With the periods and the cash flows known, a discount factor must be calculated for each period. This is calculated as 1 ÷ (1 + r)ⁿ, where r is the interest rate and n is the period number in question. The interest rate, r, compounded semiannually is 6% ÷ 2 = 3%. Therefore,🌜 the discount factors would be:

$\begin{aligned} &\text{Period 1 Discount Factor}: 1 \div ( 1 + .03 ) ^ 1 = 0.9709 \\ &\text{Period 2 Discount Factor}: 1 \div ( 1 + .03 ) ^ 2 = 0.9426 \\ &\text{Period 3 Discount Factor}: 1 \div ( 1 + .03 ) ^ 3 = 0.9151 \\ &\text{Period 4 Discount Factor}: 1 \div ( 1 + .03 ) ^ 4 = 0.8885 \\ &\text{Period 5 Discount Factor}: 1 \div ( 1 + .03 ) ^ 5 = 0.8626 \\ &\text{Period 6 Discount Factor}: 1 \div ( 1 + .03 ) ^ 6 = 0.8375 \\ \end{aligned}$​Period 1 Discount Factor:1÷(1+.03)1=0.9709Period 2 Discount Factor:1÷(1+.03)2=0.9426Period 3 Discount Factor:1÷(1+.03)3=0.9151Period 4 Discount Factor:1÷(1+.03)4=0.8885Period 5 Discount Factor:1÷(1+.03)5=0.8626Period 6 Discount Factor:1÷(1+.03)6=0.8375​

Next, multiply the period’s cash flow by the period number and by its corresponding discount factor to find the present value of the🔜 cash flow:

$\begin{aligned} &\text{Period 1}: 1 \times \$30 \times 0.9709 = \$29.13 \\ &\text{Period 2}: 2 \times \$30 \times 0.9426 = \$56.56 \\ &\text{Period 3}: 3 \times \$30 \times 0.9151 = \$82.36 \\ &\text{Period 4}: 4 \times \$30 \times 0.8885 = \$106.62 \\ &\text{Period 5}: 5 \times \$30 \times 0.8626 = \$129.39 \\ &\text{Period 6}: 6 \times \$1,030 \times 0.8375 = \$5,175.65 \\ &\sum_{\text{ Period } = 1} ^ {6} = \$5,579.71 = \text{numerator} \\ \end{aligned}$​Period 1:1×$30×0.9709=$29.13Period 2:2×$30×0.9426=$56.56Period 3:3×$30×0.9151=$82.36Period 4:4×$30×0.8885=$106.62Period 5:5×$30×0.8626=$129.39Period 6:6×$1,030×0.8375=$5,175.65 Period =1∑6​=$5,579.71=numerator​

$\begin{aligned} &\text{Current Bond Price} = \sum_{\text{ PV Cash Flows } = 1} ^ {6} \\ &\phantom{ \text{Current Bond Price} } = 30 \div ( 1 + .03 ) ^ 1 + 30 \div ( 1 + .03 ) ^ 2 \\ &\phantom{ \text{Current Bond Price} = } + \cdots + 1030 \div ( 1 + .03 ) ^ 6 \\ &\phantom{ \text{Current Bond Price} } = \$1,000 \\ &\phantom{ \text{Current Bond Price} } = \text{denominator} \\ \end{aligned}$​Current Bond Price= PV Cash Flows =1∑6​Current Bond Price=30÷(1+.03)1+30÷(1+.03)2Current Bond Price=+⋯+1030÷(1+.03)6Current Bond Price=$1,000Current Bond Price=denominator​

(Note that since the coupon r♋ate and the inter🐼est rate are the same, the bond will trade at par.)
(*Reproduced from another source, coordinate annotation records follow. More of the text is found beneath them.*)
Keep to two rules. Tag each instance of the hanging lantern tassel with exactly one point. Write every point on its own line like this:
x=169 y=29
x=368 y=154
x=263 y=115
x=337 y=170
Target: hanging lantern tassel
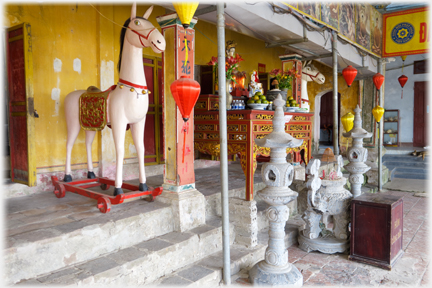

$\begin{aligned} &\text{Macaulay Duration} = \$5,579.71 \div \$1,000 = 5.58 \\ \end{aligned}$​Macaulay Duration=$5,579.71÷$1,000=5.58​

A coupon-paying bond will always have its duration less t✨han its time to maturity. In the example above, the duration of 5.58 half-years is less than the t𝓡ime to maturity of six half-years. In other words, 5.58 ÷ 2 = 2.79 years, which is less than three years.